Another bill ascribing human dignity to all people is HB 434 authored by Rep. Ron Simmons, R- Carrollton. The companion bill, SB 25, was filed by Sen. Brandon Creighton,
R-Beaumont.

“Currently in the State of Texas, parents of a child born with a disability may sue medical providers through a claim of ‘wrongful birth’ for failing to inform them that their child would be born with a disability,” Simmons told the TEXAN.

Simmons said a 1975 Texas Supreme Court decision, not state statute, allows the civil action. Simmons said the lawsuits suggest the child and parents would have been better off if the child had not been born. Also problematic, medical providers may be more inclined to promote abortion in order to avoid “wrongful birth” lawsuits.

“These practices are akin to eugenic abortions, and Texas should take every step to discourage the practice,” he said.

Pushback from liberals is expected on most of the life-affirming legislation. Only one Democrat, Sen. Eddie Lucio, D-Brownsville, has consistently broken ranks with his party to support pro-life legislation.

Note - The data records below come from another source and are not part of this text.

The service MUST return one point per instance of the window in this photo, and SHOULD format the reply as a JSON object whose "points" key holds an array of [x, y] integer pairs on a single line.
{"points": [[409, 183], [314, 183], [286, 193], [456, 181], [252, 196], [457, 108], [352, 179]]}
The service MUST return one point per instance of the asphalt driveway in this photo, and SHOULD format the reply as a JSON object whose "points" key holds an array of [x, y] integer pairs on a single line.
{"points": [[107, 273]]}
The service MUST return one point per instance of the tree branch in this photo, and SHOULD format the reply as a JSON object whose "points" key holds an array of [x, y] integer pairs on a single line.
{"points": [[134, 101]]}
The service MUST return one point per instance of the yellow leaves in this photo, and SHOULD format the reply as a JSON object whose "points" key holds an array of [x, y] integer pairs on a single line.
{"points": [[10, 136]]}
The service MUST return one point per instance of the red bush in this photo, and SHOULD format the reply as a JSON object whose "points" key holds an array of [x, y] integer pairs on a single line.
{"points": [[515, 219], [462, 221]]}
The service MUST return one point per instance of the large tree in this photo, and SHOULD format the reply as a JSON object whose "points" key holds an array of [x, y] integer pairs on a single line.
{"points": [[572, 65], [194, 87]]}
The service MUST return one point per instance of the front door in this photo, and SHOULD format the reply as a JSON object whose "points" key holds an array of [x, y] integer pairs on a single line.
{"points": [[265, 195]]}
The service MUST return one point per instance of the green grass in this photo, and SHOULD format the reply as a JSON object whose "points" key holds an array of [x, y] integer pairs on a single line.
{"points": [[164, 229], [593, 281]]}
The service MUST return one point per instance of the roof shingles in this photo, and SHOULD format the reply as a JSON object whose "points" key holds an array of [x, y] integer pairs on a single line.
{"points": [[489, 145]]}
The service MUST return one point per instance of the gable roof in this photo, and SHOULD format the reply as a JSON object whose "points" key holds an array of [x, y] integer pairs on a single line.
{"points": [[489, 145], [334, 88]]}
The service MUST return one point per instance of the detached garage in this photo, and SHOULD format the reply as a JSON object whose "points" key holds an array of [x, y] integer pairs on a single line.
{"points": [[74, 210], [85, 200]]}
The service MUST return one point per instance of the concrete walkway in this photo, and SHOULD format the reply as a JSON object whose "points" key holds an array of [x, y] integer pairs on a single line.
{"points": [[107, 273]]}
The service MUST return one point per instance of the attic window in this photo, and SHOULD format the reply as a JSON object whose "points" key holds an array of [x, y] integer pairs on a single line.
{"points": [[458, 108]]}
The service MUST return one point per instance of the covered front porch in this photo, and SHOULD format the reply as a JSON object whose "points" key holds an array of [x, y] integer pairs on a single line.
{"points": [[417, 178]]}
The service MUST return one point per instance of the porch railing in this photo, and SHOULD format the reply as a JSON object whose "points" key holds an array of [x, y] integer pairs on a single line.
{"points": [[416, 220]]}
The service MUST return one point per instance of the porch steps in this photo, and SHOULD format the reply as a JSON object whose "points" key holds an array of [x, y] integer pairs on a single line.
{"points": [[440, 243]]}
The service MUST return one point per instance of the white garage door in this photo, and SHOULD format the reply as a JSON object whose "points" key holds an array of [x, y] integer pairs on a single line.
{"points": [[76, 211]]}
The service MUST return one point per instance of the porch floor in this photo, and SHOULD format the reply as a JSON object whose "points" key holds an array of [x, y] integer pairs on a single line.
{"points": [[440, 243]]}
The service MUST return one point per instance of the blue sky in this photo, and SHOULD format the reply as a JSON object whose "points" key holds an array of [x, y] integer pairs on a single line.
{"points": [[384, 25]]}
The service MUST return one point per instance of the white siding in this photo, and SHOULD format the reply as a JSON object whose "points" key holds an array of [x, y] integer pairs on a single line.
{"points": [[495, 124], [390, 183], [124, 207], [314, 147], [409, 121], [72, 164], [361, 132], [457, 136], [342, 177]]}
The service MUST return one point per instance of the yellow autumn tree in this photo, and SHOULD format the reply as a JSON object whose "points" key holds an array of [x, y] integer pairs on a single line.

Democrats have filed legislation, HB 165, that counters the anticipated filing of bills that offer religious protections, including the Home Act; legal protections for county clerks and magistrates for deferring same-sex marriage licensure to another county representative; protection for student-operated religious groups from forced membership rules; protection from civil liability for counselors to speak according to their faith.

Covering all of the proceedings in prayer will be the work of the newly established Texas Prayer Caucus, the state affiliate of the National Prayer Caucus. Sanford and Simmons will chair and co-chair, respectively, the organization that Sanford believes will draw Christians from both sides of the aisle “encouraging us to act well.”